On Wednesday, Israel approved a "minimal" increase in fuel supplies to prevent a "humanitarian collapse and the outbreak of epidemics in the south of the Gaza Strip", said Netanyahu's office.

UN Secretary-General Antonio Guterres warned he expects "public order to completely break down soon due to the desperate conditions" in Gaza, with "potentially irreversible implications for Palestinians as a whole".

Israeli Foreign Minister Eli Cohen lashed out after the UN chief invoked a rare UN procedure to call for a ceasefire, charging that this would support Hamas and that Guterres' tenure was "a danger to world peace".

"We, too, want this war to end," Israeli government spokesman Eylon Levy told reporters. "But it can only end in a way that ensures that Hamas can never attack our people again."

Fighting raged on unabated as Israeli forces pushed on in their battle to kill militants and destroy their infrastructure, arms depots and tunnel shafts, hundreds of which it said it had blown up.

Three more Israeli soldiers were killed, raising the toll inside Gaza to 86, said the military.

The army said in a morning briefing that troops had "killed Hamas terrorists and struck dozens of terror targets" in Khan Yunis and raided a military compound of Hamas's Central Jabalia Battalion.

Israeli naval forces had also "struck Hamas military compounds and infrastructure using precise ammunition and firing shells".

Hamas released footage of its fighters shooting AK-47 assault rifles and grenade launchers from inside abandoned buildings in what it said was Gaza City as fires flare outside and smoke billowed into the sky.

The Islamist group said on social media channel Telegram that its fighters were engaged in fierce battles against Israeli troops "on all axes of the incursion into the Gaza Strip".

It said it had destroyed two dozen military vehicles in Khan Yunis and in Beit Lahia in the north of the territory.

Rocket fire from inside Gaza has continued to target Israel, where the projectiles have been intercepted by air defences.

'Devastated, overwhelmed'

The war has stoked fears that Israel and its ally the United States will face widening conflict with Iran-backed armed groups including Lebanon's Hezbollah, Yemen's Huthi rebels and others in Iraq and Syria.

A surge of deadly violence has also rocked the Israeli-occupied West Bank, where authorities say more than 250 Palestinians have been killed by Israeli fire or settler attacks since the war began.

The past two months have seen near-daily exchanges of fire across the UN-patrolled Israel-Lebanon border.

An investigation by Agence France-Presse into a strike in southern Lebanon on October 13 that killed a Reuters journalist and injured six others, including two from AFP, points to a tank shell only used by the Israeli army in this high-tension border region.

The months of fighting have inflicted a heavy toll on Palestinians inside Gaza, a territory that had been blockaded and poverty-stricken for years before the war, the fifth and by far the deadliest between Israel and Hamas.

"We are devastated, mentally overwhelmed," said Khan Yunis resident Amal Mahdi. "We need someone to find us a solution so we can get out of this situation."

Another Palestinian man, Ghassan Bakr, told AFP: "We arrived here, homeless.
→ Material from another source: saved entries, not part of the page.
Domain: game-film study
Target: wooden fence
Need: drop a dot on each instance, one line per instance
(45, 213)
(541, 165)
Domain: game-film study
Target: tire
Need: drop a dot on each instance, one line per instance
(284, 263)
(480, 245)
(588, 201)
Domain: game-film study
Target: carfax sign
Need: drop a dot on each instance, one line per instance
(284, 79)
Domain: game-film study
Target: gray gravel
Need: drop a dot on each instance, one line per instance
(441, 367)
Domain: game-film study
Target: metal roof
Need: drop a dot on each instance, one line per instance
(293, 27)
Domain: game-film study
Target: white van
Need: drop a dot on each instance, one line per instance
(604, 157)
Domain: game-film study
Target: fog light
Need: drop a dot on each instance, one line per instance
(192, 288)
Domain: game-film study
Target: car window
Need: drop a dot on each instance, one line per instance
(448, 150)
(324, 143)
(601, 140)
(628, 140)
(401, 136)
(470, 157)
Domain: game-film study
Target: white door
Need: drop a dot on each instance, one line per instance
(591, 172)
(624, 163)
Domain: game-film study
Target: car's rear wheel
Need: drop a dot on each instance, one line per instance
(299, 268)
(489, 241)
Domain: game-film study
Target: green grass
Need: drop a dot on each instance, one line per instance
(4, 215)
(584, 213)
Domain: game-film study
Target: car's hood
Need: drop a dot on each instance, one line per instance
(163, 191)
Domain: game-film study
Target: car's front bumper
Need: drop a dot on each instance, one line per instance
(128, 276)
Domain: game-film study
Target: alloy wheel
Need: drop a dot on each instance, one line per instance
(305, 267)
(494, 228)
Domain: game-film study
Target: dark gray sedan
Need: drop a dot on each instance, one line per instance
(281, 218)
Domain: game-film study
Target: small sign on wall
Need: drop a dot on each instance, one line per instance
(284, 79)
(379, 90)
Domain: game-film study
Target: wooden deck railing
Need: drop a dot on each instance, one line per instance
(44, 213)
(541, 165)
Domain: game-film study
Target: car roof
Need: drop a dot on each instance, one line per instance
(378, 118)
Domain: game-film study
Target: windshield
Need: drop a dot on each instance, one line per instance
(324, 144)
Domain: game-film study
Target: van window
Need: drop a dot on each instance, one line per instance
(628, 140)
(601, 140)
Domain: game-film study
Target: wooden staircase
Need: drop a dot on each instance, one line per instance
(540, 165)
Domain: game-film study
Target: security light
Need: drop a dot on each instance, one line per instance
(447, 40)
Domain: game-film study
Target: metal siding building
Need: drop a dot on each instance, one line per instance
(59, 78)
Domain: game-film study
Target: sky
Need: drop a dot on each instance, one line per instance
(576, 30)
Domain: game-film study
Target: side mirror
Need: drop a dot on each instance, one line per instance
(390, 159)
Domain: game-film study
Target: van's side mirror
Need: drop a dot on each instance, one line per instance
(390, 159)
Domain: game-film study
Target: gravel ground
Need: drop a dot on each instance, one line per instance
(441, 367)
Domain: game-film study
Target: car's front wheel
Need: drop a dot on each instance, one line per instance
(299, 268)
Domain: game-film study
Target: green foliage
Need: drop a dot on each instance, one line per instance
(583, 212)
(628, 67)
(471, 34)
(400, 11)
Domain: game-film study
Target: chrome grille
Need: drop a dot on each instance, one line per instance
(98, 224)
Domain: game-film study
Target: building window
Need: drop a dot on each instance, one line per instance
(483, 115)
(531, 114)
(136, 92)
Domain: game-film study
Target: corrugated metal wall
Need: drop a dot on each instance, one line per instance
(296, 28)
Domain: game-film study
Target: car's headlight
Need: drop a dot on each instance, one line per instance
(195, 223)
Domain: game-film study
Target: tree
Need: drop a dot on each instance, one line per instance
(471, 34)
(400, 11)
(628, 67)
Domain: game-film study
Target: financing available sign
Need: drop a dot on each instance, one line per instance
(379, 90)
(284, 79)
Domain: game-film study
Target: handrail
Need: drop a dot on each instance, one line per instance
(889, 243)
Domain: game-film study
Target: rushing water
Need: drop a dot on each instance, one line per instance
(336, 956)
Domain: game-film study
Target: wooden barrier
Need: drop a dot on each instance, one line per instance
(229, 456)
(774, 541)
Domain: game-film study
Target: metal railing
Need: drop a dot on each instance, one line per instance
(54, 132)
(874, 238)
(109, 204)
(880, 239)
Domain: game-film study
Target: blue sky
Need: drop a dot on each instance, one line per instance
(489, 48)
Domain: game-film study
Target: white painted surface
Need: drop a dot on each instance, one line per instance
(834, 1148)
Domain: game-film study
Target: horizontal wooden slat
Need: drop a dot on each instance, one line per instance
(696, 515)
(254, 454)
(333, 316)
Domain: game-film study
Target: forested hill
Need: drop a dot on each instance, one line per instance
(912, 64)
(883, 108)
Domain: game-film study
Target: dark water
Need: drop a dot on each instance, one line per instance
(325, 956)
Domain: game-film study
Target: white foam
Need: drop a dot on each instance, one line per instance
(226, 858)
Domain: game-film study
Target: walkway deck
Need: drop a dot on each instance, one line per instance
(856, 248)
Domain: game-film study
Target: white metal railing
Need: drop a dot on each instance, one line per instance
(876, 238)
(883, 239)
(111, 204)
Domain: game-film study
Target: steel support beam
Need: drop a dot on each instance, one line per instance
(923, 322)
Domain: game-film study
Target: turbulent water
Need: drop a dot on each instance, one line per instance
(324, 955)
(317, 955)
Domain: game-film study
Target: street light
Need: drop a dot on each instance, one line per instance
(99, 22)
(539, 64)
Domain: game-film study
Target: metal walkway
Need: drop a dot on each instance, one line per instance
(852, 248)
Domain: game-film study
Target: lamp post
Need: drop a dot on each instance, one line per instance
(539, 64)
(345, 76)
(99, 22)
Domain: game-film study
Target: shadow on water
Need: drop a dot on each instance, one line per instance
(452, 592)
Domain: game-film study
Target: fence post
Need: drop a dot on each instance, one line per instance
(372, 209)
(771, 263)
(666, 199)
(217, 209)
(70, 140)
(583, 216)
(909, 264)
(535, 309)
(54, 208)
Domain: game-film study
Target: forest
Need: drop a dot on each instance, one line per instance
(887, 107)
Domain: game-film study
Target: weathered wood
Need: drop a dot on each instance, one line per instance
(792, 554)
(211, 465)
It rained on us last night. There is no food, no bread, no flour."

In Israel, traumatic memories of the October 7 attack remain raw, and millions hold grave fears for the remaining hostages as the country is set to observe the Jewish festival of Hanukkah.

To remember those killed or abducted by Hamas from a desert music festival, the site has been recreated in an exhibition hall in Tel Aviv, complete with victims' tents and recovered belongings.

Israel says 138 hostages remain in Gaza, after the release of 105, including 80 in exchange for 240 Palestinian prisoners, during a week-long truce late last month.